Ожидали обер-бюргермейстера, любившего приезжать с фронта, чтобы отдохнуть от окопов и похвастать разными геройскими делами с французами. Ожидали штадтратов с супругами. Ожидали прессу, и тут директор должен был фиксировать три знакомые точки зала: во втором ряду партера, с краю, где чернел бородатый издатель официальных «Ведомостей», писавший у себя в газете, что «наш славный храм Мельпомены не случайно приобрел европейское значение»; затем — в первом ряду балкона, в центре, откуда скептически наводил бинокль рецензент влиятельного либерального утреннего листка, подписывавшийся угрожающе — рр; наконец — в амфитеатре, в сумраке которого сливался с авангардом массового зрителя редактор социал-демократического органа, подозреваемого в смертных грехах против патриотизма, семейного очага, военного сословия, святой церкви, добрых нравов, но зато поддерживавшего театральное искусство, особенно если оно преподносилось за пониженные цены.

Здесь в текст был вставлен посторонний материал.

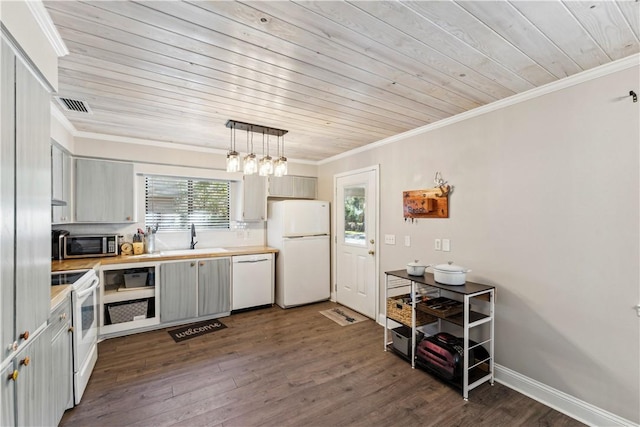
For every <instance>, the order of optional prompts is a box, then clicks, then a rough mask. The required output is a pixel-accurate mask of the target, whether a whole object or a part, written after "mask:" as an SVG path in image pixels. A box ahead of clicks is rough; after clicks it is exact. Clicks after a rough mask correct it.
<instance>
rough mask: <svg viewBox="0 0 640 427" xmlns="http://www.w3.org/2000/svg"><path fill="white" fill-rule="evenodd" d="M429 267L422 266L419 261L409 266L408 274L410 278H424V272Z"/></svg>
mask: <svg viewBox="0 0 640 427" xmlns="http://www.w3.org/2000/svg"><path fill="white" fill-rule="evenodd" d="M427 267H428V266H427V265H425V264H421V263H420V262H419V261H418V260H415V261H414V262H410V263H408V264H407V274H408V275H409V276H424V270H425V269H426V268H427Z"/></svg>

Все это общество расселось по местам лишь к тому времени, когда директор одобрил мои напудренные букли, мой тэн и густо-красные морщины, мои наклеенные брови и мушки на щеке и подбородке. Пока я вслушивался в кипучую увертюру с гулом литавр и свистом флейт, я заметил незнакомое и неловкое ощущение — как будто меня быстро укутывали в мокрую холодную простыню и потом вдруг просушивали дуновением накаленного воздуха. Я сначала решил, что это от сквозняков, гулявших за кулисами, но, нагибаясь, чтобы через паучий свой живот оглядеть костюм, я обнаружил, что великолепные банты панталон трясутся и что я не могу остановить совершенно явного дрожания колен. Меня колотила та самая рамповая лихорадка, о которой говорил Брейг, и я был бессилен с ней справиться. Я переступал с ногн на ногу, я то сжимал, то разжимал колени, а они дрожали все сильнее, и со стороны, наверно, можно было подумать, что я пускаюсь в пляс. Я ужаснулся и облился потом. Леди Герриэт со своей наперсницей Нэнси кончали дуэт, помощник режиссера вытолкнул на сцену придворного лакея и мягко тронул меня за локоть. Как лошадь, узнающая голос конюха, я навострил уши и глотал такты, предвещавшие мой выход. Никакая власть в мире уже не могла бы остановить меня. Я двинулся, чувствуя, что ноги сейчас подкосятся.
Я был на сцене. Отвешивая леди церемониальные поклоны, я в страхе взглянул на свои колени. Банты тряслись. В огнедышащем свечении рампы и софитов их трепет был еще заметнее. Стараясь замаскировать его, я проявлял подвижность, не в меру своей толщины, не подобающую своим титулам и званиям. Мне было ясно, что я проваливаю роль, и я был бы счастлив на самом деле провалиться сквозь сцену.
Но я пел. Леди Герриэт и Нэнси перебивали меня, как полагалось по партитуре, глумились, насмехались надо мною, и понемногу мой выход подошел к концу. За кулисами я вдруг сообразил, что у меня восстановился голос, и тогда обнаружил, что ноги держат меня вполне прилично и что ко мне быстро возвращается потерянный кураж.